WASHINGTON -- President Bill Clinton's top aides began debating how to build a presidential legacy days after he won re-election in 1996, newly released documents show.
The 2,500 pages of documents released Friday from the Clinton Presidential Library in Little Rock, Ark., ranged from drafts of Clinton's speeches to memos exploring ways of dealing with climate change, Republican opponents and the media. It was the third batch of records to be released since February, part of roughly 30,000 pages of previously withheld documents expected to be disseminated to the public through the Clinton library and the National Archives in the coming weeks.
The records are being closely scrutinized by reporters and others as Clinton's wife, former Secretary of State Hillary Rodham Clinton, contemplates a second presidential campaign in 2016.
After Bill Clinton won a sweeping re-election against Republican Bob Dole, the White House started working on ways of cementing the president's legacy. The Nov. 24, 1996, memo written by Clinton adviser Gene Sperling urged aides to choose topics carefully and said some approaches might be rejected even if the administration had addressed them successfully.
Sperling's memo said "legacy aspirations" must have "achievable impact." Sperling, who until recently served as President Barack Obama's director of the National Economic Council, said the way that administration officials define or emphasize a major issue can be crucial in determining whether it will contribute to a lasting legacy.
He cited Clinton's first-term effort to overhaul the nation's health care system, which became a major political defeat when Congress rejected it. "The national debate made people more aware of various health care costs," Sperling said, even if it fell short of the main goal: a sweeping new law.
"If we had defined our health care aspirations as a means to inform Americans of the importance of cost awareness," Sperling wrote, "our efforts might now be seen as having been more successful."
The memo also said: "If we agree on a few specific legacy themes early on in our legacy development process -- and commit to them -- we can make significant progress through our consistency."
Clinton's hopes for a sterling legacy were hurt in January 1998 when the Monica Lewinsky scandal erupted.
One of the documents released Friday notes that when the first lady was invited for a Voice of America interview shortly after the Lewinsky scandal broke, a VOA staffer and Hillary Clinton press aide Julie E. Mason exchanged emails that signaled concern that listeners might call in with questions about the White House intern.
"I was thinking that perhaps we could invite a couple of reporters in just to sit in a studio next door and listen to her do the interview. Caveat: there may be questions from callers around the world on the Monica story. This would bring HRC right into the story in the U.S.," wrote U.S. Information Agency official Meg Lynn.
The White House also debated hard-ball strategies to undercut Republicans and garner favorable press coverage. In July 1995, the White House considered enlisting disease victims to help criticize Republican-led budget cuts.
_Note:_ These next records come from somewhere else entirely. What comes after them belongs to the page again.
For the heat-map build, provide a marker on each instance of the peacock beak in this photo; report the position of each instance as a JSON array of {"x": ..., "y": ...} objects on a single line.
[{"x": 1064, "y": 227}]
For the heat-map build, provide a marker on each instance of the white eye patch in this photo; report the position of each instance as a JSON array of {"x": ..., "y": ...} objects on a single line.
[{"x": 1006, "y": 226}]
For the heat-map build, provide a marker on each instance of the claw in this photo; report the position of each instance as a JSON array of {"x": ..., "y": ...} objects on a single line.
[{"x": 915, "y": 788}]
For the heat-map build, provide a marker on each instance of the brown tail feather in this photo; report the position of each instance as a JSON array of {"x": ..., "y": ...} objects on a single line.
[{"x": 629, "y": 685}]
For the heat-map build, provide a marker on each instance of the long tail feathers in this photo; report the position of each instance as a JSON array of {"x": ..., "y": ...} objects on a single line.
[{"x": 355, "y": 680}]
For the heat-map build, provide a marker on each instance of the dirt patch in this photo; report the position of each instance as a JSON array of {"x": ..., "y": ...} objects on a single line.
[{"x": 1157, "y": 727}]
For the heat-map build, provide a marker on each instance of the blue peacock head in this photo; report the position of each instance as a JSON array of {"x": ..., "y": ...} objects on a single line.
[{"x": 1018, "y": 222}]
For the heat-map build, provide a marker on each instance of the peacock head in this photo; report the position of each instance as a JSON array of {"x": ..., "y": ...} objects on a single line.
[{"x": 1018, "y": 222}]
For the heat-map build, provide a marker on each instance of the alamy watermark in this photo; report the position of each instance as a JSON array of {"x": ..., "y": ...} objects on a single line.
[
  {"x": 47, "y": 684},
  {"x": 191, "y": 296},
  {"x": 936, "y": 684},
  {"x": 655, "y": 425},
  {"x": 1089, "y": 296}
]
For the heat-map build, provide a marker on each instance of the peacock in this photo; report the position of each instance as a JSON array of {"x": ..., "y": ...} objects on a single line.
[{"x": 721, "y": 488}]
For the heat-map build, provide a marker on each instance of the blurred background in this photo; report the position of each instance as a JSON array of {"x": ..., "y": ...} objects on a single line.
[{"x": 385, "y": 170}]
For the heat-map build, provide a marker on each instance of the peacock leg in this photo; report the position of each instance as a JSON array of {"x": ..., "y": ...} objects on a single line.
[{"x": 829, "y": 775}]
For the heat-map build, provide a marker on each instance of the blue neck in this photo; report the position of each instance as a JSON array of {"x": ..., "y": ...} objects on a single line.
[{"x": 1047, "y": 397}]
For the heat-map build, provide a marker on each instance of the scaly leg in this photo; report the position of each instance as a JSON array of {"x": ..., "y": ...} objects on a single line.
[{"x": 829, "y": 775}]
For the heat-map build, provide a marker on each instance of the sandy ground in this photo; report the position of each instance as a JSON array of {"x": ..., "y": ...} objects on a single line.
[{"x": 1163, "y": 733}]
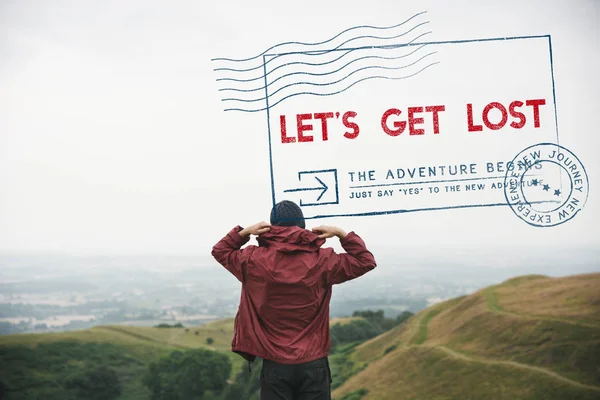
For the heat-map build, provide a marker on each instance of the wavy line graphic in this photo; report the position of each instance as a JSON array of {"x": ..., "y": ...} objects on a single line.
[
  {"x": 321, "y": 74},
  {"x": 327, "y": 68},
  {"x": 319, "y": 43},
  {"x": 329, "y": 83},
  {"x": 333, "y": 93}
]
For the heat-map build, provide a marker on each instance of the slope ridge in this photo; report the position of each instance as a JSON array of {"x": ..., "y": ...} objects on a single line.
[{"x": 562, "y": 350}]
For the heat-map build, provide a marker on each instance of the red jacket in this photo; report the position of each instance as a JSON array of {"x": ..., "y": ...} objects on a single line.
[{"x": 286, "y": 287}]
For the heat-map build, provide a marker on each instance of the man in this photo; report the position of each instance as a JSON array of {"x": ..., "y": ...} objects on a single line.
[{"x": 283, "y": 316}]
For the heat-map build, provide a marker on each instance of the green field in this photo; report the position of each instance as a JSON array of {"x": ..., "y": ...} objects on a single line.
[{"x": 531, "y": 337}]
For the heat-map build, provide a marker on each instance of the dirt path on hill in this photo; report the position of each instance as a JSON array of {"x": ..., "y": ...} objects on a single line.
[{"x": 517, "y": 365}]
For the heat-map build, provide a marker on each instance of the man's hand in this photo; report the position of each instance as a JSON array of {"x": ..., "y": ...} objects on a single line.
[
  {"x": 256, "y": 229},
  {"x": 327, "y": 232}
]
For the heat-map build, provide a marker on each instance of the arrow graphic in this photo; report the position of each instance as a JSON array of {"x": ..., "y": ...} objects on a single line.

Public anger over reductions in meat inspections was "wounding the Republicans," the memo said.
"This would be an opportunity to once again hit them," wrote chief speechwriter Michael Waldman. "We could, for example, have an event with E-coli families."
That same month, as the White House prepared for a fierce budget battle with congressional Republicans, Waldman identified specific reporters who might be granted interviews with the president. "A carefully thought-through leak strategy is needed," he wrote.
Other documents underscored longstanding policy challenges such as addressing climate change.
A June 1997 "decision memorandum" explored options the administration might consider on addressing global warming but acknowledged major obstacles from business and environmental groups and little hope the Senate would ultimately ratify an international treaty.
One option suggested making significant cuts in emissions in the medium term that mirrored an approach by the European Union. It noted the potential for "very large costs on the U.S. economy" and predicted "business and labor would be very strongly opposed."
"Without significant changes in the political landscape, the prospects for ratification by the Senate in the next several years would be close to zero," the memo said.
Another option looked at rejecting emissions limits altogether but it predicted "scathing" criticism from other countries and U.S. environmental groups.
Even middle-ground options predicted some opposition from business or environmental groups and little chance of Senate passage.
Those fears were prescient: The U.S. signed onto the 1997 Kyoto Protocol but the Senate declined to ratify it. The U.S. pulled out of Kyoto entirely after Republican George W. Bush was elected president.